In 1936 Reitsch met Ernst Udet, head of the Technical Branch of the Ministry of Aviation and the highest-scoring German fighter ace to survive World War I. At the time, she was working on the development of dive brakes for gliders. After demonstrating the use of dive brakes in a vertical dive before Udet, other Luftwaffe generals and German aircraft designers, she was awarded the honorary rank of Flugkapitän, the first woman ever so honored. In 1937 she was designated as a Luftwaffe civilian test pilot, a post she would hold until the end of World War II. Reitsch and Udet shared a passion for flying and developed a close professional relationship that lasted until Udet, depressed by the crushing demands of his job, committed suicide in November 1941.

Reitsch also became close to another former fighter pilot and rising Luftwaffe star, Robert Ritter von Greim, a Bavarian ace who had scored 25 aerial victories during World War I and had been awarded a knighthood and the coveted Orden Pour le Mérite. Greim had been appointed by Reichsmarschall Hermann Göring to be the first squadron leader of the new Luftwaffe. Along with Udet, Greim witnessed Reitsch’s high-speed dive brake tests, which he found very impressive.

In the years leading up to WWII, Reitsch made a name for herself on the international flying circuit.
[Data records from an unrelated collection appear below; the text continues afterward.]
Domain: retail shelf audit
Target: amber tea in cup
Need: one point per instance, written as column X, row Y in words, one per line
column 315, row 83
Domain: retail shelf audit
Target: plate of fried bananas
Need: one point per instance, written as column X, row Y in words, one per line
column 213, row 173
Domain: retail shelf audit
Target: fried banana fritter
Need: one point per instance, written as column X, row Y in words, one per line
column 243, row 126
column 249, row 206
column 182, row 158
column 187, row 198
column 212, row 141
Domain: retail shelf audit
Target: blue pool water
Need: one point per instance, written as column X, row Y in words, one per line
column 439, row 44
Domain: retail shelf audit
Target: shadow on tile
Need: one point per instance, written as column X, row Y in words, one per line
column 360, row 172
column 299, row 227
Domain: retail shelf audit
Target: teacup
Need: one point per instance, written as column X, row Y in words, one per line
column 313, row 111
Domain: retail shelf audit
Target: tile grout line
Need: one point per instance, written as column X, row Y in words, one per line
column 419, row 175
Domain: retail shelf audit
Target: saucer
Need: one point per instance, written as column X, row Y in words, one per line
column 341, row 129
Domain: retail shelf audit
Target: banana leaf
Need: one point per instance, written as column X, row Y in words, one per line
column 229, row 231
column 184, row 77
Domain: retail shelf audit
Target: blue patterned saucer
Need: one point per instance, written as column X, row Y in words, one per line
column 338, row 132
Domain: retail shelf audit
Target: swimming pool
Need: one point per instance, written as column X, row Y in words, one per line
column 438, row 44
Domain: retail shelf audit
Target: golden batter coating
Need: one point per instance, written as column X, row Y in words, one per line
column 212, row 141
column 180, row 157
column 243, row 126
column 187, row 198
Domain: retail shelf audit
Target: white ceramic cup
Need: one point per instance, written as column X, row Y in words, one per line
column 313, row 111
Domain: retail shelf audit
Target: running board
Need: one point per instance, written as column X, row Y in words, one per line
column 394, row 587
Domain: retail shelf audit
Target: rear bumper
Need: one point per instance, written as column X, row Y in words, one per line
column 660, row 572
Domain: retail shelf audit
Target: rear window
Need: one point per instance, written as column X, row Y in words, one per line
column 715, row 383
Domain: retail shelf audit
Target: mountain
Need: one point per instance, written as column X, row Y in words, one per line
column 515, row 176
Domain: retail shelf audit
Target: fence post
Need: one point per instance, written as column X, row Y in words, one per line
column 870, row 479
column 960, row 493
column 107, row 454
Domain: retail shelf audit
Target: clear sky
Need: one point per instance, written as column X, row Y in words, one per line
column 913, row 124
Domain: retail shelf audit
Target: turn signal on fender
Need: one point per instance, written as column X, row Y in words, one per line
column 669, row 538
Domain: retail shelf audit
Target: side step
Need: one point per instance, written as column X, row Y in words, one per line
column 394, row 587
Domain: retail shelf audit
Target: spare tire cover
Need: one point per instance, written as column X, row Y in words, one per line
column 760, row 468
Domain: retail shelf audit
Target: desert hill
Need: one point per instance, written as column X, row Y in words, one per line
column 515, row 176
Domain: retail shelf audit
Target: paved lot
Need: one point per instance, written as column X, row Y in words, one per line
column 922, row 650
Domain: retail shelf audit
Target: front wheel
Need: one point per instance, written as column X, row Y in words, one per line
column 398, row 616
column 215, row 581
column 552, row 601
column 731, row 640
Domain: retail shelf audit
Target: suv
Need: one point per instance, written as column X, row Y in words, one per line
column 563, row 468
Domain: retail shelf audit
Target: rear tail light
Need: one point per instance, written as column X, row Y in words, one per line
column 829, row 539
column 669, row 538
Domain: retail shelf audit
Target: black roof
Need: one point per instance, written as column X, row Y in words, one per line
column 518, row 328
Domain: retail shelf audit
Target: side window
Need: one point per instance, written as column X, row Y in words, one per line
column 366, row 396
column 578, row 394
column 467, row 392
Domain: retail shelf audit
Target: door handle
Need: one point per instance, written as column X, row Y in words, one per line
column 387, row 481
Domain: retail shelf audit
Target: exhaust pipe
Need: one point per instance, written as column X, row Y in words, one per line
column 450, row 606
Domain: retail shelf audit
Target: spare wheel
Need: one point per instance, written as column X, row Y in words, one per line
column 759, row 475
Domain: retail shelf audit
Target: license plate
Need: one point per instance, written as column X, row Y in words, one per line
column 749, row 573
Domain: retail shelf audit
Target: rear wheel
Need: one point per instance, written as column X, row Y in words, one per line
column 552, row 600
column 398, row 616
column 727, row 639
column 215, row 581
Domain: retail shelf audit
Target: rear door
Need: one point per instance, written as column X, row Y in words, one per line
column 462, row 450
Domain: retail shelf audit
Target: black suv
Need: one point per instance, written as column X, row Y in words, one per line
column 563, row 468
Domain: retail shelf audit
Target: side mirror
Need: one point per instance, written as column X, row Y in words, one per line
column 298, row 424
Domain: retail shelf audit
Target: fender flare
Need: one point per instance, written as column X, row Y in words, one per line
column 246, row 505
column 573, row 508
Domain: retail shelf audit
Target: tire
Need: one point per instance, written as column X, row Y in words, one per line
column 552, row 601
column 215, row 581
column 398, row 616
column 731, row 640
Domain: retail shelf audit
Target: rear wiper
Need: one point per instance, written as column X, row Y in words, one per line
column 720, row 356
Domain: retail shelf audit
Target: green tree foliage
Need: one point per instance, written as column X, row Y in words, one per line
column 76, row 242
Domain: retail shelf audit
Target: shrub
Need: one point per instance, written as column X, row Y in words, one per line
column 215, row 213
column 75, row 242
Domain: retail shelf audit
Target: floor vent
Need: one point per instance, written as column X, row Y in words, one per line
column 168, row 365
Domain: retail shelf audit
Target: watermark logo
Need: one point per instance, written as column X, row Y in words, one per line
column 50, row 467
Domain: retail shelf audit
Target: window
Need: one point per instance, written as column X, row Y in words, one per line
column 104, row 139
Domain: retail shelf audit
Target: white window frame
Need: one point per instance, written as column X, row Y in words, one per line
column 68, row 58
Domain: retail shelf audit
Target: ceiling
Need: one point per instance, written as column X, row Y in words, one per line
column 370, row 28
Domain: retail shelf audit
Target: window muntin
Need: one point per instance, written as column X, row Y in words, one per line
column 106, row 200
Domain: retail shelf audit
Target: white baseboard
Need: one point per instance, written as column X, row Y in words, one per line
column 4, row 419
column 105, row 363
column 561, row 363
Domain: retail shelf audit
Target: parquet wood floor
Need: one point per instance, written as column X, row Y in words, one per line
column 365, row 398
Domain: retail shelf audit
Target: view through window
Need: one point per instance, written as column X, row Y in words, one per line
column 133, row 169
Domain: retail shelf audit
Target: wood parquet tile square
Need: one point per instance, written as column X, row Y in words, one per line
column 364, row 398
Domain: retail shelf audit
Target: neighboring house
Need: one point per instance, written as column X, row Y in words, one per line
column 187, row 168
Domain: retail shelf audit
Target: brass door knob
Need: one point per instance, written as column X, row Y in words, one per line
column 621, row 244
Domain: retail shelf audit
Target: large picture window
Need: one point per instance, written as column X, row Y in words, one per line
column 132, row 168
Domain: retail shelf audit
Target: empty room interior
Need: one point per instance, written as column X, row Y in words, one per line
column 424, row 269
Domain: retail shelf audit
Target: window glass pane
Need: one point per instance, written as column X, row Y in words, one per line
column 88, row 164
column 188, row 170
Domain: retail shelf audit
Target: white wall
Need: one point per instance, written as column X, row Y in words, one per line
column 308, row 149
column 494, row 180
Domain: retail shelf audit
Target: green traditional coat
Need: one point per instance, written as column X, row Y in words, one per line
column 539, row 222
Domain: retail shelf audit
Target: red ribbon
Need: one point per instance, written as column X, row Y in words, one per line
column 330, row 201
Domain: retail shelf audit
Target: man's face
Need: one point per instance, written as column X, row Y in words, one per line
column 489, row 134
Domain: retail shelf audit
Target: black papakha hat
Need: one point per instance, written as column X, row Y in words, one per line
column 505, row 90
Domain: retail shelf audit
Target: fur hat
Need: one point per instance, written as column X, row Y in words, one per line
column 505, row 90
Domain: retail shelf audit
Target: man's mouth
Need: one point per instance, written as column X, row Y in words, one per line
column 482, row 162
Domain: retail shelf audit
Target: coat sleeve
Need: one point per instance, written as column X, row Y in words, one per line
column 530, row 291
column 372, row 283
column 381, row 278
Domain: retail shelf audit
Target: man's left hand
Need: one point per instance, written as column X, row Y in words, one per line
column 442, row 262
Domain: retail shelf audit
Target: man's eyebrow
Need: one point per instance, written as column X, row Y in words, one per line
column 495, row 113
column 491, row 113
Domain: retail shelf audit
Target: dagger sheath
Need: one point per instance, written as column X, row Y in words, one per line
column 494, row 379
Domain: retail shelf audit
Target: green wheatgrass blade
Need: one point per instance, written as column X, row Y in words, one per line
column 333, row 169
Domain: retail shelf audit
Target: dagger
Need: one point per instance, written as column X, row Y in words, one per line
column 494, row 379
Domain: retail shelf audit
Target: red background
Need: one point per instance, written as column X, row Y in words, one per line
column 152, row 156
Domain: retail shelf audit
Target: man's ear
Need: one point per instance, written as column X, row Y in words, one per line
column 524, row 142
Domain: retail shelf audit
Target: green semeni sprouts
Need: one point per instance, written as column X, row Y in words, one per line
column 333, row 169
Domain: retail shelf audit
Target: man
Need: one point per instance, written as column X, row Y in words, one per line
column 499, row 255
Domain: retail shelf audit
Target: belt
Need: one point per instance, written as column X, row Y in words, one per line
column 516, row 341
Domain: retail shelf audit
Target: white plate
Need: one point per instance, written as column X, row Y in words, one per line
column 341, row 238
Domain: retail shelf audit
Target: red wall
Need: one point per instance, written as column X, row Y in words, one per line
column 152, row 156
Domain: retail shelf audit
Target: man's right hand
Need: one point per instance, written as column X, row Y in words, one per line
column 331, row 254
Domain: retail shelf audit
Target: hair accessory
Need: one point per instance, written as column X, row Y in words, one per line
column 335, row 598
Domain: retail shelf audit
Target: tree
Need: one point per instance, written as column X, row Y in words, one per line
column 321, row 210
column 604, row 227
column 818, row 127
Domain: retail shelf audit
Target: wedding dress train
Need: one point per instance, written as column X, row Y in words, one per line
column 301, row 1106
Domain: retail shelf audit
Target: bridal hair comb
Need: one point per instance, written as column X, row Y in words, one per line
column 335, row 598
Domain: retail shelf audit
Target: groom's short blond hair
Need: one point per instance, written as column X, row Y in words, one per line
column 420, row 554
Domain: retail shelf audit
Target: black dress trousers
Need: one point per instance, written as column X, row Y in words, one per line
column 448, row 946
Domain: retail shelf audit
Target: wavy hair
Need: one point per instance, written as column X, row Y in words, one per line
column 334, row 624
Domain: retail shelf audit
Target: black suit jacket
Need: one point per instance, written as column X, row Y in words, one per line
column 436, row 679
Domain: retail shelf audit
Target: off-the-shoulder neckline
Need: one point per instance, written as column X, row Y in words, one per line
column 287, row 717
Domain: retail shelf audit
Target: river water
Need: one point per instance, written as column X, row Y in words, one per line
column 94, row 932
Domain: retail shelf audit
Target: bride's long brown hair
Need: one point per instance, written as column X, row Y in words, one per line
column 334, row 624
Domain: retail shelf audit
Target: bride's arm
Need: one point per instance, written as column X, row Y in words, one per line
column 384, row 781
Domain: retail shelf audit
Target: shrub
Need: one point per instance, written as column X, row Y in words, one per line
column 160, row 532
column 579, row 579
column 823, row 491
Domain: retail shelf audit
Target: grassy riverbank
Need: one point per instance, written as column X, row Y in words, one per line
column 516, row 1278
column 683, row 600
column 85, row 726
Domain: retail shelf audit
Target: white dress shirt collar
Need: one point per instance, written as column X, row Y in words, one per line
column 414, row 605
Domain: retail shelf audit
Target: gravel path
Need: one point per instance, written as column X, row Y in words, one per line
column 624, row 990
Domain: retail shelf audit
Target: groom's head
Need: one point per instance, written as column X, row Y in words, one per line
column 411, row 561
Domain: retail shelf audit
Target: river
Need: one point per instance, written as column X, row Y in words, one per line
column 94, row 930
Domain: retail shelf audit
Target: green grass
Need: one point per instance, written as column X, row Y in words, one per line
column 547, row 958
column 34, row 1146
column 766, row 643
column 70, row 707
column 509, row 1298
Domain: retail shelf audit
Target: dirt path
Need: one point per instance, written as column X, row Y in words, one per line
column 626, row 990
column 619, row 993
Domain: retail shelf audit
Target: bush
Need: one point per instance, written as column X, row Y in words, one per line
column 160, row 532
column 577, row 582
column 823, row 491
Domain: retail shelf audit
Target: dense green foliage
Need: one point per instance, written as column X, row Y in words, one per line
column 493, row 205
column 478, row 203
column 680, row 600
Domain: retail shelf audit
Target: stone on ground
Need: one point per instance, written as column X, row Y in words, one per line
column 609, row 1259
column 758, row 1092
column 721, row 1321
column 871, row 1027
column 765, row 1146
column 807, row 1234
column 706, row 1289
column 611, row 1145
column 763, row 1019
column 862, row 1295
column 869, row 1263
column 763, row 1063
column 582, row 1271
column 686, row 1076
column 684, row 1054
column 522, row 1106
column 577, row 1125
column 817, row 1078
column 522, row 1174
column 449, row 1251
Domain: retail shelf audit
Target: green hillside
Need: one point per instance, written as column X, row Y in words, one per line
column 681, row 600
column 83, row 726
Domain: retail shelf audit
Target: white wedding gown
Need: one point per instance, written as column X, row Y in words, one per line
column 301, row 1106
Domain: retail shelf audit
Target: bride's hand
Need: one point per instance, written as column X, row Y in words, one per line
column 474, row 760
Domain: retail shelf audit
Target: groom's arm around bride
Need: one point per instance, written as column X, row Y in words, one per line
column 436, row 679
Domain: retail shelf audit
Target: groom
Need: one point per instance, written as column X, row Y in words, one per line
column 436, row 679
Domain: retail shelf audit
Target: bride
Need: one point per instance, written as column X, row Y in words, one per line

In May 1937, she became one of the first Germans to fly a glider over the Alps. That same year, she set a world long-distance record and won the National Soaring Contest — the only woman entrant. She also traveled extensively, to Africa and to the United States. By the summer of 1937, Reitsch had completed her test pilot duties in the development of dive brakes. After Udet appointed her a civilian test pilot at the primary Luftwaffe research station at Rechlin, she was allowed to fly almost anything she could lay her hands on, which included most of the high-performance aircraft in the Luftwaffe inventory. Rather than seeing her work with these aircraft as a prelude to what she would one day characterize as ‘the tragedy to come,’ at the time she chose to view them as guarantors of peace. She later wrote: ‘Stukas — bombers — fighters! Guardians at the portals of Peace! And in this spirit I flew them, each time in the feeling that, through my own caution and thoroughness, the lives of those who flew after me would be protected and that, by their existence alone, they would contribute to the protection of the land that I saw beneath me as I flew….Was that not worth flying for?’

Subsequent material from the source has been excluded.